À propos de la pièce Stanis le Polak

Une vision partielle et partiale de l’histoire

Publié le 8 décembre 2019 à 13:21

La pièce Stanis le Polak connaît depuis son lancement, il y a un an, un gros succès. Interprétée par Henri Dudzinski, elle a été mise en scène par Bertrand Cocq. Imaginée dans le cadre du centenaire de l’arrivée massive de travailleurs polonais dans le Nord-Pas-de-Calais (1919-2019), elle séduit essentiellement les anciens de la communauté franco-polonaise, qui s’offrent un « bain de nostalgie ». Spécialiste de l’immigration polonaise, Jacques Kmieciak nous livre ses impressions sur cette œuvre où Henri Dudzinski, ancien consul de Pologne dans le Nord, fait l’impasse sur les liens étroits qui unissaient le mouvement ouvrier polonais du Nord-Pas-de-Calais à la Pologne populaire

Quelle est votre impression générale sur cette pièce ?

Je tiens d’abord à souligner la performance de comédien d’Henri Dudzinski. Le spectacle tire son dynamisme de l’alternance entre des temps forts chronologiques (la convention franco-polonaise de septembre 1919, la crise économique des années 1930, les rapatriements volontaires à la Libération, etc.) et des moments plus thématiques (le sport, la gastronomie, etc.). L’humour y est omniprésent avec une touche « picardisante » bien sympathique.

Que pensez-vous du contenu ?

La responsabilité de la classe dirigeante polonaise dans l’exil de milliers de travailleurs vers la France est passée sous silence dans une première partie qui s’étire de septembre 1919 à la Libération. C’est dommage car c’est bien la réforme agraire inaboutie qui va contraindre des paysans sans terres à l’émigration. Cette première partie me paraît cependant relativement équilibrée. Via le personnage de Stanislaw Pawlak, dit Stanis, mineur de charbon, on y évoque le souci du maintien des traditions, la xénophobie ambiante à l’endroit des Polonais, les tensions communautaires aussi… Ou encore la chasse aux syndicalistes « rouges ». Cependant les pratiques paternalistes des Houillères, leur collusion avec la très rétrograde Mission catholique polonaise dont le rôle est considérable dans la « droitisation » des consciences, me semblent minorées.

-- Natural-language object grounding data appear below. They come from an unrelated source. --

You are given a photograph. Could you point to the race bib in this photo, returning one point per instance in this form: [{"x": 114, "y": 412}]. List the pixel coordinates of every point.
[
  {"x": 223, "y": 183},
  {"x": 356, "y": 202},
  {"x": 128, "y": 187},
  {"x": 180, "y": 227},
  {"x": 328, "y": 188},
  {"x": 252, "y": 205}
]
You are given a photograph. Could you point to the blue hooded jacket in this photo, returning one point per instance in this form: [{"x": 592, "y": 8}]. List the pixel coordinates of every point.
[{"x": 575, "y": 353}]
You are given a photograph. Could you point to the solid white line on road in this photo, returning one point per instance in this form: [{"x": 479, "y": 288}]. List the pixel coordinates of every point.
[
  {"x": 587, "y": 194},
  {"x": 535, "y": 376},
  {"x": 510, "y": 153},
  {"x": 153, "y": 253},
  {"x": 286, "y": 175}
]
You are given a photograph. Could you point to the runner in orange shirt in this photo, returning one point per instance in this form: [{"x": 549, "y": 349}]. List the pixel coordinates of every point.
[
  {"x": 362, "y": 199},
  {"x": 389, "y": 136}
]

Comment la Seconde Guerre mondiale est-elle abordée ?

À travers les pleurnicheries habituelles autour de la « pôvre » Pologne « de nouveau » occupée en 1939 par ses « méchants » voisins allemands et russes. S’indigner du traité de non-agression germano-soviétique d’août 1939, sans évoquer la responsabilité de la Pologne fascisante des Colonels dans le déclenchement de ce conflit, c’est rendre une copie partielle et surtout partiale… C’est oublier aussi un peu vite que la Pologne, suite au traité de Riga (mars 1921) qui met un terme à la guerre polono-russe, a occupé une partie de l’Ukraine et de la Biélorussie. Et aussi qu’elle a participé avec l’Allemagne hitlérienne au dépeçage de la Tchécoslovaquie en 1938. Mais, dans la pièce, on préfère occulter ces pratiques impérialistes. On sacrifie de fait au cliché de la Pologne éternellement victime (sic !).

La pièce Stanis le polak jouée par l’ancien consul de Pologne

Vous semblez encore plus agacé par la seconde partie du spectacle ?

En effet, pour cette deuxième période (1950-1990), Henri Dudzinski met en scène sa propre personne, à travers l’évocation de son parcours professionnel et associatif. L’équilibre est alors rompu. Il fixe ainsi son attention sur l’élection en 1978 de Karol Wojtyla (Jean-Paul II) à la tête du Vatican ou encore sur la visite à Lens en octobre 1981 de Lech Walesa, le leader de Solidarnosc, qui, plus tard, trahira ses idéaux autogestionnaires pour vendre son pays aux appétits capitalistes.

En quoi ces évocations historiques seraient inopportunes ?

Ces engagements n’ont pas une portée universelle contrairement à ce que laisse entendre Henri Dudzinski dans une interview parue dans l’hebdomadaire Croix du Nord du 4 octobre 2019. Il y prétend, en effet, que l’histoire de Stanis le Polak est «  l’histoire de tous les Polonais du bassin minier  ». C’est faux. Cette pièce reflète, dans sa deuxième partie, les mobilisations, les préoccupations de la frange la plus cléricale de la communauté franco-polonaise, farouchement anticommuniste et un tantinet russophobe. Henri Dudzinski a alors tendance à confondre son itinéraire personnel et le destin collectif de la Polonia. Il va même jusqu’à se féliciter de la « chute du Mur de Berlin » ! Aussi légitimes puissent paraître ces combats aux yeux de certains, ils n’étaient pas partagés par tous les Polonais d’origine. Loin de là.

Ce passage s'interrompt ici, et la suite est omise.